Questioni intriganti
In che senso si parla di “garanzie” del venditore rispetto al compratore?
- se si escludono i casi particolari di vendita “obbligatoria” (vendita di cosa generica; vendita di cosa altrui; vendita di cosa futura e così via), dalla quale – sul modello del diritto romano classico – nasce l’obbligo per il venditore di far acquistare al compratore la proprietà della res oggetto di compravendita (e che potrebbe compendiare, almeno sul crinale giuridico “tradizionale”, il prototipo più autentico di “compravendita”), normalmente la proprietà della cosa ridetta passa in modo automatico dal venditore al compratore in virtù del c.d. consenso traslativo o, detto altrimenti, degli effetti “reali” del semplice consenso siccome scambiato tra le due parti;
- questo peraltro non significa che il venditore non sia obbligato a trasferire al compratore la proprietà della cosa di che trattasi; significa solo, ragionevolmente, che attraverso un meccanismo automatico e “stilizzato” il consenso scambiato tra le parti fa nascere e, ad un tempo, estingue tale obbligazione “traslativa”, onde il compratore si ritrova direttamente proprietario della cosa acquistata senza che il venditore debba all’uopo fare alcunché (se si esclude, sul piano materiale, l’obbligo di consegnare la cosa stessa, non più sua, al compratore);
- in forza di questo automatismo il venditore, non più “traslativamente obbligato” rispetto alla res compravenduta, è tuttavia tenuto a “garantire” il compratore su taluni predicati della res ridetta, che – unitariamente accomunati, sul crinale della causa, da una sola funzione economico sociale – vengono tradizionalmente identificati nei seguenti: c.1) il pacifico godimento, onde il venditore garantisce il compratore dall’evizione su iniziativa di terzi che si assumano proprietari della cosa venduta; c.2) l’integrità, onde il venditore garantisce il compratore in ordine all’assenza di vizi che inficino la cosa venduta; c.3) il livello qualitativo, onde il venditore garantisce il compratore in ordine alla “qualità” della cosa venduta, che deve essere di livello pari a quanto promesso al compratore medesimo;
- in sostanza, il venditore garantisce il compratore in ordine alla definitività ed alla complessiva bontà dell’acquisto operato, talché la res rimarrà al compratore e sarà idonea a soddisfarne l’interesse divisato, che lo ha indotto a comprarla.

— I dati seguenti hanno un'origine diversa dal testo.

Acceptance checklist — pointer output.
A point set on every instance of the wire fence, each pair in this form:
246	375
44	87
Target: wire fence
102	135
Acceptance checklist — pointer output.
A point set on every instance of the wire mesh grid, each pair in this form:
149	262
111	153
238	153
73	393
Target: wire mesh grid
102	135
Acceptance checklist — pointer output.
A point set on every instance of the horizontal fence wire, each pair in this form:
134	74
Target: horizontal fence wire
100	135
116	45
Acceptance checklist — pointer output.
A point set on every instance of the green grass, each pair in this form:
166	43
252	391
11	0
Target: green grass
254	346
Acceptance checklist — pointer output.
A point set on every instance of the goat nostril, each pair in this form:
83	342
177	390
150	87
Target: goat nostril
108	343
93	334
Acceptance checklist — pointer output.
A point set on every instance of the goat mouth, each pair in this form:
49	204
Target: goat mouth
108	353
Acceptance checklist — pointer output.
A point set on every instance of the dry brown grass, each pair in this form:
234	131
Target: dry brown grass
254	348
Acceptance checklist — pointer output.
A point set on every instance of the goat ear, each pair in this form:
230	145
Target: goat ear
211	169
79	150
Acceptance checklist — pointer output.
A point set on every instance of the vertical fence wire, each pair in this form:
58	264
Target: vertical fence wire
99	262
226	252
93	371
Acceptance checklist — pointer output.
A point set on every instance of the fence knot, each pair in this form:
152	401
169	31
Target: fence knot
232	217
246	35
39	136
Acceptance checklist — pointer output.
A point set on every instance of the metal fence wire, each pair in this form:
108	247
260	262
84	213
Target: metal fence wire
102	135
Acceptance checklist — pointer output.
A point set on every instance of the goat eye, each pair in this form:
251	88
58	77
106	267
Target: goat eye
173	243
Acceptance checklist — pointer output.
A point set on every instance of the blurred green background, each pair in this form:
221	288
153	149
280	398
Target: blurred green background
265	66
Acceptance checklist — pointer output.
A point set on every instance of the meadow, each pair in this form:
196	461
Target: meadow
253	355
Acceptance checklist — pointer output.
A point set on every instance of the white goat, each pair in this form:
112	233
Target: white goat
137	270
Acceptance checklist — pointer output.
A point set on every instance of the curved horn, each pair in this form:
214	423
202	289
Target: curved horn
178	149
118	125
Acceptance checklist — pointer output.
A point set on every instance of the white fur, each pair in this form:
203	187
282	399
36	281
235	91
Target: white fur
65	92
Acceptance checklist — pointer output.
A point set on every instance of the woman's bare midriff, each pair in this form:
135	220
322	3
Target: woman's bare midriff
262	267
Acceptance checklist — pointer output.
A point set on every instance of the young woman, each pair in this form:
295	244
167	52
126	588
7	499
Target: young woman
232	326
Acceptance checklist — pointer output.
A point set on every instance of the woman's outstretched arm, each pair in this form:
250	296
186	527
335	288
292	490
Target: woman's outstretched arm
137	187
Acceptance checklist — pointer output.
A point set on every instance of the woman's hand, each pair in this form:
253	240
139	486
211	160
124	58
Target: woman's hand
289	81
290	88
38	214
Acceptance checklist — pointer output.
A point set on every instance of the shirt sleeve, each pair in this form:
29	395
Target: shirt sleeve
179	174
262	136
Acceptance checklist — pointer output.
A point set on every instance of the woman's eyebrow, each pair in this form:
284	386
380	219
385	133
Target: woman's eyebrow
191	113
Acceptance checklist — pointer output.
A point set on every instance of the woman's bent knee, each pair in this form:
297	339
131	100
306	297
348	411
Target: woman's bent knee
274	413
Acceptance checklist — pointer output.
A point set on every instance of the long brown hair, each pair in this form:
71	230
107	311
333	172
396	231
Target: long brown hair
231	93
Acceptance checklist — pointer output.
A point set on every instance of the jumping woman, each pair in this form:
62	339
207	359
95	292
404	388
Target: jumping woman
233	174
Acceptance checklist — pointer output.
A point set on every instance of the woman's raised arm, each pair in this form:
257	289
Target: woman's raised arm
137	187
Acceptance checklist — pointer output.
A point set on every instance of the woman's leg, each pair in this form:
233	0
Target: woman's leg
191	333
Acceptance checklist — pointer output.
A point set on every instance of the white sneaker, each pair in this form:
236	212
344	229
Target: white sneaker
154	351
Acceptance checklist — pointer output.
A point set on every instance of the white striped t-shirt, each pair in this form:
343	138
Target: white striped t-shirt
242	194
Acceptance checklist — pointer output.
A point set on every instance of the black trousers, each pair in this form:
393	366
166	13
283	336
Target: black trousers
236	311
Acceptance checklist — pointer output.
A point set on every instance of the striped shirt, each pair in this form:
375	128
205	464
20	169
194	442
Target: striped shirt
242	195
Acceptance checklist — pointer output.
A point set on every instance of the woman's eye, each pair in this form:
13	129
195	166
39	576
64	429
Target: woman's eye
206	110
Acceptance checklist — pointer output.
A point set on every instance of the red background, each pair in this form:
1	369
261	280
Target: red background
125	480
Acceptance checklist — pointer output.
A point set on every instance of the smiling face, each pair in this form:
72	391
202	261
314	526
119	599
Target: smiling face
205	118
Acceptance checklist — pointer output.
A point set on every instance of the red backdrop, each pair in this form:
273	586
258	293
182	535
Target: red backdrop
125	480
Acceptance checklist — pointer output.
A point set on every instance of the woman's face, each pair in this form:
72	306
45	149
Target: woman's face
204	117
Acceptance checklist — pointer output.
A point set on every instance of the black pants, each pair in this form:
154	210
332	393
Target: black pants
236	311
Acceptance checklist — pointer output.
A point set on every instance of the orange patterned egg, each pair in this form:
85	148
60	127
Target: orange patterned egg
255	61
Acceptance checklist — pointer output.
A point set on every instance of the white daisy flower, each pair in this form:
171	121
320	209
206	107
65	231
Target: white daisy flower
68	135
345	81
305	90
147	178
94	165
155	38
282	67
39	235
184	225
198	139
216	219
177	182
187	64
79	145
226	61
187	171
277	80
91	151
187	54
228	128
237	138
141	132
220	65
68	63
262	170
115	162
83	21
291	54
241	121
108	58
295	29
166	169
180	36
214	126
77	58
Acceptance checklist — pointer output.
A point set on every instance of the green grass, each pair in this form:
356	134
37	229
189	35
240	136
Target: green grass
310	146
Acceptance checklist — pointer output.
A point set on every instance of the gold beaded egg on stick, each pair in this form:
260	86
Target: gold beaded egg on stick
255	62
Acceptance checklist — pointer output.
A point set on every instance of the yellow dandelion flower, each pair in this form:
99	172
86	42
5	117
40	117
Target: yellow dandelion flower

Quali sono le posizioni dottrinali sulla natura giuridica delle “garanzie” nella compravendita generalmente intese?
- il compendio normativo di cui agli articoli 1483 e seguenti c.c. configura delle “garanzie” tecnicamente intese (al pari della fideiussione, come garanzia personale, o dell’ipoteca, come garanzia reale); chi non condivide, rappresenta nondimeno come le garanzie intese in senso tecnico presuppongano un’obbligazione autonoma e pregressa (e, con essa, una del pari autonoma e pregressa posizione creditoria) da “garantire”, presidiando l’interesse del (previo) creditore a vedere soddisfatto il proprio interesse creditorio, mentre nel caso delle “garanzie” annesse alla vendita, l’obiettivo sembra piuttosto quello di ripristinare la situazione patrimoniale – risultatane alfine vulnerata – del compratore; in realtà, se si accede alla tesi di chi scrive in ordine alla “automaticità” dell’acquisto e della estinzione (per “soddisfazione”) del credito da parte del compratore, una pretesa ex ante di quest’ultimo da “garantire” si configura eccome, e risulta soddisfatta – senza necessità di attivare la connessa “garanzia” – solo se il bene che ha acquistato – ex post – resta suo (senza essere rivendicato da terzi), non è viziato e presenta tutte le qualità a suo tempo promesse;
- il compendio normativo di cui agli articoli 1483 e seguenti c.c. disciplina un’ipotesi (declinata in modo triplice) di errore del compratore circa l’effettiva consistenza dell’oggetto (res) del proprio acquisto; si tratta tuttavia, in caso, di un “errore” quale vizio del consenso tutt’affatto peculiare, sol che si consideri come la vendita non possa essere annullata, quanto piuttosto (in ipotesi di res viziata) risolta o lasciata in vita con contestuale riduzione del prezzo pagato dal compratore; inoltre, più che di errore del compratore, dovrebbe semmai discorrersi (dove non vi sia mala fede) di errore del venditore in ordine alla cosa che vende al compratore;
- il compendio normativo di cui agli articoli 1483 e seguenti c.c. configura una ipotesi complessa di responsabilità precontrattuale del venditore, laddove questi non verifichi ex ante di essere pienamente legittimato a disporre della res venduta, ovvero che essa non è immune da vizi o deficit di qualità, ovvero – avendolo verificato – non abbia partecipato al compratore le anomalie riscontrate; chi è critico nei confronti di questa impostazione sottolinea nondimeno come l’oggetto della garanzia sia l’obiettiva esistenza delle ridette anomalie, non già il relativo difetto di verifica e/o comunicazione al compratore da parte del venditore;
- il compendio normativo di cui agli articoli 1483 e seguenti c.c. lascia affiorare una violazione contrattuale (declinata in modo triplice) rendendo il venditore inadempiente nei confronti del compratore, sia con riguardo all’obbligo di trasferirgli una res libera da diritti altrui, sia con riguardo a quello di trasferirgli cose non viziate e con le qualità ex ante promesse (dottrina dominante); il che conferma che si tratta di “garanzie” proprio perché, quando il compratore scopre i ridetti inadempimenti, egli è già proprietario (o presunto tale) della res compravenduta, ed ex post può solo pretendere, per l’appunto, che il venditore lo “garantisca” rispetto ad eventi che ne pregiudicano la soddisfazione del divisato interesse (godere e disporre, senza interferenze di terzi, di una cosa non viziata e che presenti le qualità promesse).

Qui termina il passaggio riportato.